Saturday, November 1, 2008

The Question of Evil

I was reading Paolo Coelho's blog today and the argument of evil popped up.. and I quote..


By Paulo Coelho

A man went to trim his hair and beard. As always happens, he and the barber chatted about this and that, until - commenting on a newspaper article about street kids - the barber stated:

- As you can see, this tragedy shows that God doesn’t exist.

- How?

- Don’t you read the papers? So many people suffer, abandoned children, there’s so much crime. If God existed, there wouldn’t be so much suffering.

The customer thought for a moment, but his haircut was nearly finished, and he decided not to prolong the conversation. They returned to gentler topics, the job was done, the customer paid and left.

However, the first thing he saw was a tramp, with several days of beard, and long tangled hair. Immediately, he returned to the barber’s shop and said to the man who had served him:

- You know something? Barbers don’t exist.

- What do you mean, don’t exist? I’m here, and I’m a barber.

- They don’t exist! - insisted the man. - Because if they did, there wouldn’t be people with such longs beards and such tangled hair as I’ve just witnessed up on the corner.

- I can guarantee that barbers do exist. But that man has never come in here.

- Exactly! So, in answer to your question, God exists, too.
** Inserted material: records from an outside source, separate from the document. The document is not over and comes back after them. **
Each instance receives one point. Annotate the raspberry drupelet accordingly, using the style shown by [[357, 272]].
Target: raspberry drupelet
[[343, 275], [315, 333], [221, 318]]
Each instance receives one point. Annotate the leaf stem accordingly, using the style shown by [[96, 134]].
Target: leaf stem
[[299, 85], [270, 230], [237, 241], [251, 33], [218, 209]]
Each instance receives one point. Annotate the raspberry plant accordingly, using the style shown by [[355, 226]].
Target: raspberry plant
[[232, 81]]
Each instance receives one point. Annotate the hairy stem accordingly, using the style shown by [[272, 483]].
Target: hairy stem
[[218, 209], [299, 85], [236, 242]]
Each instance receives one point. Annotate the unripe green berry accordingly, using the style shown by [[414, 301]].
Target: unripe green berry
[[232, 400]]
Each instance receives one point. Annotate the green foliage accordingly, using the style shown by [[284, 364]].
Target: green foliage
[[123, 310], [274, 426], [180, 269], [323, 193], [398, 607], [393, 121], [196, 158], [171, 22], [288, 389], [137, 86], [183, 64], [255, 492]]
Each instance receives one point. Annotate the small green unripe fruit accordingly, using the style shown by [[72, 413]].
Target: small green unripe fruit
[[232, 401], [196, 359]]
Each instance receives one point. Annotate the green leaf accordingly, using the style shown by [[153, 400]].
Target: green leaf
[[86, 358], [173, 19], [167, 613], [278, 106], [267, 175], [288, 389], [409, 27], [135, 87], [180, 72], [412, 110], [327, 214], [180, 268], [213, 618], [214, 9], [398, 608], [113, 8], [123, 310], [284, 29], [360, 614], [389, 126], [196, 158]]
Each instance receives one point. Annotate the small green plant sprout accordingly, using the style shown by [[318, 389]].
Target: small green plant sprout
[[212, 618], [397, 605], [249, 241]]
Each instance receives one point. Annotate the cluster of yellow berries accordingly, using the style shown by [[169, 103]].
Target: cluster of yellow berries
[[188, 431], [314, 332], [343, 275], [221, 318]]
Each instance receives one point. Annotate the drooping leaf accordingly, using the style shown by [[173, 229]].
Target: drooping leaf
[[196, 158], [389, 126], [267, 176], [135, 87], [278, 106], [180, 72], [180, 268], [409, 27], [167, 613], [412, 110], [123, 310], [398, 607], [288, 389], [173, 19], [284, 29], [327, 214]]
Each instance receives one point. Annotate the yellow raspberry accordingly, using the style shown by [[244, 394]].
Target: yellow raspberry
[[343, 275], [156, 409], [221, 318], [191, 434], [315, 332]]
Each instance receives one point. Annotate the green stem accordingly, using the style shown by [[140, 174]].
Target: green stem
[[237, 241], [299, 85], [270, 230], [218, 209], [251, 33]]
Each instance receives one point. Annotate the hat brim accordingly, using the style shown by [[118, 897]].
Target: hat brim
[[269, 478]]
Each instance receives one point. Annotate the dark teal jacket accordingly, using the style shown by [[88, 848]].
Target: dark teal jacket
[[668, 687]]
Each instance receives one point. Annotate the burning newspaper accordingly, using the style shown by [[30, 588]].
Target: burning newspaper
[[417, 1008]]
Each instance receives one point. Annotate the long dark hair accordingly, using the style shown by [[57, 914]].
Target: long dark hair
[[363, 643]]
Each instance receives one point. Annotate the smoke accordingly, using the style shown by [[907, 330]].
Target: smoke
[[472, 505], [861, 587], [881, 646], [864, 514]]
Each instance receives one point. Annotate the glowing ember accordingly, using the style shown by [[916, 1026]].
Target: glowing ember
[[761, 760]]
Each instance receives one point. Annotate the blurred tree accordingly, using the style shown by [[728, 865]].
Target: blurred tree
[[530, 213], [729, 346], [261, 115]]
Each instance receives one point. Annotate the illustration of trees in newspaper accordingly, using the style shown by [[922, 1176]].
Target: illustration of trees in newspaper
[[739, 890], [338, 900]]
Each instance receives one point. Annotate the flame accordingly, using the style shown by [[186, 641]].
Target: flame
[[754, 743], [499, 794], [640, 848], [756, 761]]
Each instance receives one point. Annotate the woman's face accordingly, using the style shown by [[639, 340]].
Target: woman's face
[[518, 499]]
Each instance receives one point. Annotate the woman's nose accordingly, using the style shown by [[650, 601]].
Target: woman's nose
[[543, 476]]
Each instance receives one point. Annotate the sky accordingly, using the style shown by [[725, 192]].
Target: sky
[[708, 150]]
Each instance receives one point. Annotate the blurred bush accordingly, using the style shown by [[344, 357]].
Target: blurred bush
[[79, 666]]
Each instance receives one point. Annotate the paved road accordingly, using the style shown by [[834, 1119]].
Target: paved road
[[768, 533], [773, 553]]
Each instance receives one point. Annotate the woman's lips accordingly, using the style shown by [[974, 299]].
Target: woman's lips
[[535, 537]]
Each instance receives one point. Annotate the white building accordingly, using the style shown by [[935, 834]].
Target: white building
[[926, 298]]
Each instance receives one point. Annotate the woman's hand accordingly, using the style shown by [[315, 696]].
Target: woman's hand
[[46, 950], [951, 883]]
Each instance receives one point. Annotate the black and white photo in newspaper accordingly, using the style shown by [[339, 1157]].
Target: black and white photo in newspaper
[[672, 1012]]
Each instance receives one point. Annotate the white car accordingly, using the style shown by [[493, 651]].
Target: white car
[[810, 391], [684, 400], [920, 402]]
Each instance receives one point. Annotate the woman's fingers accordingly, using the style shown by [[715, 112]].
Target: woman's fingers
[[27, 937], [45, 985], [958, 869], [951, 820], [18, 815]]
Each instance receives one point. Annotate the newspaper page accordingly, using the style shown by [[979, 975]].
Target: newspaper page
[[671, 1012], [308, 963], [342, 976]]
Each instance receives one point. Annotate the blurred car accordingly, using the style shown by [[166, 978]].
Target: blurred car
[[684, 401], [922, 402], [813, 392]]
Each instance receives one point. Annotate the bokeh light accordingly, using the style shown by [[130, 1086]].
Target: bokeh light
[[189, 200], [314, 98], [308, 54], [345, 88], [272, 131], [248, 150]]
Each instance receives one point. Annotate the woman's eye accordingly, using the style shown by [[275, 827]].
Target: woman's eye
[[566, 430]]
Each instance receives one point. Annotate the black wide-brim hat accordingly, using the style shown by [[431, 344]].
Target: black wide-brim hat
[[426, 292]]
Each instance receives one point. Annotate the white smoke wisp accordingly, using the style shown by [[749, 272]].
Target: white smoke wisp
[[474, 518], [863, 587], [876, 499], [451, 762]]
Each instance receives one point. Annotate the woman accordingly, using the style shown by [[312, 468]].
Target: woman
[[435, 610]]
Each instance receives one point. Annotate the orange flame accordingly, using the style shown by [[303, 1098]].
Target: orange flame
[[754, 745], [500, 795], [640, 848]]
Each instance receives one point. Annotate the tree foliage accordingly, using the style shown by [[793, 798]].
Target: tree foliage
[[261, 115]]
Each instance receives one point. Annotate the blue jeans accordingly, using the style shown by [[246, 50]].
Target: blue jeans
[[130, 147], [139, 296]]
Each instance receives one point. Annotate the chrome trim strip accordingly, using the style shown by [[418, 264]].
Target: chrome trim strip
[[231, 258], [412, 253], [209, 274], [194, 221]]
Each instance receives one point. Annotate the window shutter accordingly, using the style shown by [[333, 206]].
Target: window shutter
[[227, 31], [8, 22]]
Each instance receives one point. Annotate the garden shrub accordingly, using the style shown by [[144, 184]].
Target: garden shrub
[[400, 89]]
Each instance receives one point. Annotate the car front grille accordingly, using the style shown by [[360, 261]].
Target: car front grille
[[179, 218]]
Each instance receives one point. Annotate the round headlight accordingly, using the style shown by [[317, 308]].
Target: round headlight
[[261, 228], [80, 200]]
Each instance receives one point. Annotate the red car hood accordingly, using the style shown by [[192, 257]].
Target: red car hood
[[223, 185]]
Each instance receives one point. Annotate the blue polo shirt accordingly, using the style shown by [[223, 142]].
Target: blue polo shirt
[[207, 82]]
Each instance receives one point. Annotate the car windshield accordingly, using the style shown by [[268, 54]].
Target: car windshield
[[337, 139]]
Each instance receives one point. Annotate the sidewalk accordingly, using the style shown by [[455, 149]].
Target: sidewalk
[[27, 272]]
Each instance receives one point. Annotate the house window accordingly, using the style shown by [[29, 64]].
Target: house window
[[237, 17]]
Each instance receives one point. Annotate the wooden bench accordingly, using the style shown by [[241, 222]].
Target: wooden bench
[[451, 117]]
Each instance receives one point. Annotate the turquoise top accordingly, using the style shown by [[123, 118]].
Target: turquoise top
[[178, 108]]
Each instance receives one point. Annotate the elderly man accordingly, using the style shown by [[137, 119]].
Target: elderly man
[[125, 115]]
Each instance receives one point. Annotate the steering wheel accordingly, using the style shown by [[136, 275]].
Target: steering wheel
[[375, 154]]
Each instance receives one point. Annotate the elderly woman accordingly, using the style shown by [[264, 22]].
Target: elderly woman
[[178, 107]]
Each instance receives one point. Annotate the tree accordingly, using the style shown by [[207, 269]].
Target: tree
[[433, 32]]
It just so happens that people don’t go to Him. If they did, they would be more giving, and there wouldn’t be so much misery in the world.


I encountered the same argument in my Philosophy class last semester..and we debated the same way as the Barber and Customer did. Why does evil exist in a world that was supposedly created by a God that is benevolent? Why does suffering occur when it can be prevented by this entity that is all knowing and all powerful? If we are loved by this God then why then are we left to feel what hate, cruelty, animostity is? 

I think the existence of evil can also be answered by how much love exists. Sin is the absence of good, and evil is the absence of love. This simplistic rationalization of something that happens althroughout the world, and has transcended centuries is the answer I am offering to the prevalence of concupisence. The pauper on the street, the child with no home, wars in Afghanistan or even the steady growth of poverty can be answered by how much are we willing to love those next to us. 

Some people, H.J. McCloskey for example, argue that yes evil exists because of free will but why does it exists at such numbers? I think the gravity and depth to which hate has surrounded us in this world is directly proportional to the amount of selfishness in us. We are a selfish people I think. Despite the good that we are capable of doing, despite the purity found in each one of us, selfishness and self-seeking behavior over rides these good qualities. Everything becomes relative, in comparisson to the next person, instead of a universal standard. People think they are "good" because they compare themselves to those who are "worse" than they are. "I am a better person than X because I give alms, he doesn't"...etc etc. I think the standard should not be how much better we are in relation to another human being, but how much better are we in comparisson to who we were yesterday. The real measuring stick here is ourselves. Is the person staring back at us in the mirror a better reflection of our yesteryears or merely a shadow of the light that can be found inside?

Evil is not the absence of God around us. But the absence of God inside us. 

2 comments:

katherina said...

Illuminating Sab. Thank you for this. By the way, great template! Is this new? :)

UNRAVELLED. said...

thanks.:) yup new template. haha looked more like me than the other one did.